# Working Lines VS Show Lines



## state31 (Jul 8, 2019)

Hi everyone! I am new to this forum and looking for opinions on whether a working line or show line German Shepherd would be right for me. I would primarily have the German Shepherd as a pet/ companion and am considering protection training courses. 

I am looking to get a German Shepherd in about a year, but am gathering as much information as possible right now to make a well-informed decision when the time comes. I would prefer the line that is healthier with a better structure. The show lines are giving me hesitation due to the sharper angulation they typically have. Any comments, insights, and opinions about the purpose of the shepherd and the health and structure of working and show lines German Shepherd are greatly appreciated.


----------



## lhczth (Apr 5, 2000)

Are you able to get to any competitions, shows or around to meet some breeders? That would be the best way to get a feel for the different lines.


----------



## ausdland (Oct 21, 2015)

Sounds like you're looking for a lower to medium drive dog which can be had with either lines from a knowledgeable breeder. Temperament, health and nerve are important. Protection training courses follow obedience training courses.


----------



## state31 (Jul 8, 2019)

Where can I find when competitions or shows are happening?


----------



## Nigel (Jul 10, 2012)

Search through the link for your area.
https://www.germanshepherddog.com/events-new/

If you post your general location others may offer up more suggestions.
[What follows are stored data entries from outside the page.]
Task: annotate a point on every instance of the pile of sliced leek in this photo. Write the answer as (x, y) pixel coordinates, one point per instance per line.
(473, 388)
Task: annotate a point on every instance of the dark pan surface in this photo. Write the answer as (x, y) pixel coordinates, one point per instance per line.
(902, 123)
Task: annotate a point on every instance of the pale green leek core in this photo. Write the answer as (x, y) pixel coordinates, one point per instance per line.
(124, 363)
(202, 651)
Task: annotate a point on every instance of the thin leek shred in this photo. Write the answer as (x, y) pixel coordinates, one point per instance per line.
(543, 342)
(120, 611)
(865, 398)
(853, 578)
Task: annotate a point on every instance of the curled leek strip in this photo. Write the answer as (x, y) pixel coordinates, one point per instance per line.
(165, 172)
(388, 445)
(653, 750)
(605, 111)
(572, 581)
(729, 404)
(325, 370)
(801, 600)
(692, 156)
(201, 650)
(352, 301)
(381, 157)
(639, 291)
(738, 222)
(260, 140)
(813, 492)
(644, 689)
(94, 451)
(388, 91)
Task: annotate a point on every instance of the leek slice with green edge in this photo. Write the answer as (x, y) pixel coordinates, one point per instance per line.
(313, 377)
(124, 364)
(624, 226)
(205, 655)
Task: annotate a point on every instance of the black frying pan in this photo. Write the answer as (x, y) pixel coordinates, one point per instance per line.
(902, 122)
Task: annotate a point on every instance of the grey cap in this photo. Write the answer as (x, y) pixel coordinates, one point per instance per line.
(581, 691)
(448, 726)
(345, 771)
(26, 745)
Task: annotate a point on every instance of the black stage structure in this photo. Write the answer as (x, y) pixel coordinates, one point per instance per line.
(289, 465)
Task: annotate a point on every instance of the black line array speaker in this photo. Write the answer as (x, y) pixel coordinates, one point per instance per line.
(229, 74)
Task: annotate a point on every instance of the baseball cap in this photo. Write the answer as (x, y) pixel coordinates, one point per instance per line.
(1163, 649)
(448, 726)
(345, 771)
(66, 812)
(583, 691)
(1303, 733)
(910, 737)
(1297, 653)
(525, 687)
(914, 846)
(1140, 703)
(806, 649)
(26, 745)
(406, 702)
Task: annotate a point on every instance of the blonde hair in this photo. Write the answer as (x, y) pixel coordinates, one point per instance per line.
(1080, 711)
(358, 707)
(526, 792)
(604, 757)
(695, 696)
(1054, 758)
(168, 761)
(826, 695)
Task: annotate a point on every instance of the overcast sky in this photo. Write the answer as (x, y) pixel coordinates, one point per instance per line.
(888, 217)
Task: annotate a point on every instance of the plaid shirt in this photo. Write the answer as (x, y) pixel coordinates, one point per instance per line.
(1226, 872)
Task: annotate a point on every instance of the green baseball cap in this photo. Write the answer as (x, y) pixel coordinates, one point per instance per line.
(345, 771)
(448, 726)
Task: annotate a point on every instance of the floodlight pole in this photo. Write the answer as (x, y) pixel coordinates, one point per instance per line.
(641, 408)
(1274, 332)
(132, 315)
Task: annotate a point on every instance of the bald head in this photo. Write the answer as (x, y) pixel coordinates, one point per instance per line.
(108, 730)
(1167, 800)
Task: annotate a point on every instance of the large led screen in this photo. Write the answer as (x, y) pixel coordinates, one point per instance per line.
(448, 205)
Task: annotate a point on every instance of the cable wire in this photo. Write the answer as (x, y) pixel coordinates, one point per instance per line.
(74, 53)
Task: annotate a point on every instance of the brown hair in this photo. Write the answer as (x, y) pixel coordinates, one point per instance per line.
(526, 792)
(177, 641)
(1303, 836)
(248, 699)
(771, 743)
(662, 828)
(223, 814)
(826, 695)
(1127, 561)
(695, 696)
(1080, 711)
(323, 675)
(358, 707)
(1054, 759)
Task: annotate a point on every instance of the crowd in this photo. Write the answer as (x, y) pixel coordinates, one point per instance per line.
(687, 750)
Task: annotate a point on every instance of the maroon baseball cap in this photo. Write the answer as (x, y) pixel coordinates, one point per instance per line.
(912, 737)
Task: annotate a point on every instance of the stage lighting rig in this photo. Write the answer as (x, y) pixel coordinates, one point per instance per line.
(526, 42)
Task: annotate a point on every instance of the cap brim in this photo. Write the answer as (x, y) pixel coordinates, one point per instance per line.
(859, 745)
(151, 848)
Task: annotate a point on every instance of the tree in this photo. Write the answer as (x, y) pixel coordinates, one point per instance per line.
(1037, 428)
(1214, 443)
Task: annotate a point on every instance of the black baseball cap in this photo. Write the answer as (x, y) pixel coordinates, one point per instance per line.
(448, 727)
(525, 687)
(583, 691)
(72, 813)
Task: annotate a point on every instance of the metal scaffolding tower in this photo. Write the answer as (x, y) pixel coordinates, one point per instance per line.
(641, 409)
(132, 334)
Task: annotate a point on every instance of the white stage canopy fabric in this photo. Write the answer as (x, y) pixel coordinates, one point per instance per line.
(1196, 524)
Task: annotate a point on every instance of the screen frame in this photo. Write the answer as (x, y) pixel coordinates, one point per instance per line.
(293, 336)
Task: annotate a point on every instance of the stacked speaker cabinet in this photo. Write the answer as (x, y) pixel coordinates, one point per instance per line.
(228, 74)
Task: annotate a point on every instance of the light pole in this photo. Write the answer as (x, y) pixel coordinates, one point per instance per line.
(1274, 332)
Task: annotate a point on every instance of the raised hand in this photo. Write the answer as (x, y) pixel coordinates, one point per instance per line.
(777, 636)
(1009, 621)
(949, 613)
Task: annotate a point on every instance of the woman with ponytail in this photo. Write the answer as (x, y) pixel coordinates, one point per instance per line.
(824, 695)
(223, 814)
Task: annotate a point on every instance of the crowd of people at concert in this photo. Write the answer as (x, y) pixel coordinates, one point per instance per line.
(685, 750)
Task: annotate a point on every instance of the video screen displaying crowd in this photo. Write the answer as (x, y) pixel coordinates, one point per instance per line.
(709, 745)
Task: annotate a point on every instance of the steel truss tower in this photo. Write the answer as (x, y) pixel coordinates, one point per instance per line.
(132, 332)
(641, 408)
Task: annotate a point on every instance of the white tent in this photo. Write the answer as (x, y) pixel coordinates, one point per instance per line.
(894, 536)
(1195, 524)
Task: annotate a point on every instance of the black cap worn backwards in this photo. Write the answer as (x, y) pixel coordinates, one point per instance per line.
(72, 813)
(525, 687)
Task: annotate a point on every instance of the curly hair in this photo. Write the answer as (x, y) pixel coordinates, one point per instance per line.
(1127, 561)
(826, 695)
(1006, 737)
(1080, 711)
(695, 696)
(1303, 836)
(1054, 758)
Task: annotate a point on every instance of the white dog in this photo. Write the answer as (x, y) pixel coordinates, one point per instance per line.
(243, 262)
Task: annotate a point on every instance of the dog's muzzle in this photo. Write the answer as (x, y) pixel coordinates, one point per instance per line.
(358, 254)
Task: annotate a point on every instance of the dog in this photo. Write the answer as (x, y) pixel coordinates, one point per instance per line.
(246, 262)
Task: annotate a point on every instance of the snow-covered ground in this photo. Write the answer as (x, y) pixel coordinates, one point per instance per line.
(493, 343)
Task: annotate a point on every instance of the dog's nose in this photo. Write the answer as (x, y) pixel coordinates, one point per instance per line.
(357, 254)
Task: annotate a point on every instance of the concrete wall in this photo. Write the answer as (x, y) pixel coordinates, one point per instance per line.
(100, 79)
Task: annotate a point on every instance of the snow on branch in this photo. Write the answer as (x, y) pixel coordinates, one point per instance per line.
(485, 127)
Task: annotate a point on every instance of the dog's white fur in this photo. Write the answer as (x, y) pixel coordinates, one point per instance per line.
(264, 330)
Getting out and seeing the dogs work is a good idea, but also take a look at how they behave off the field. Some dogs can look good while working, but can be difficult to live with as a pet. There are significant differences between WL and showlines imop. We have both, I prefer WL's and my wife loves her west German showlines.


----------



## crittersitter (Mar 31, 2011)

OK. Are we talking American Show Lines or West German Show Lines? Also, West German Working Lines or Czech/DDR Working Lines? The best GSD I ever had was West German Show Lines. My American Show Lines (champion lines) is a hot mess, smart, beautiful but neurotic as **** with zero recall and no desire to please or protect . And the verdict is still out on my 1 yo that's a West German Show Lines/West German Working Lines cross but I think he's going to be a real keeper too. It all depends on what you are looking for in a GSD.


----------



## state31 (Jul 8, 2019)

West German Show lines and either West German Working Lines or Czech/DDR Working Lines. What is the main difference between West German and Czech/ DDR working lines?


----------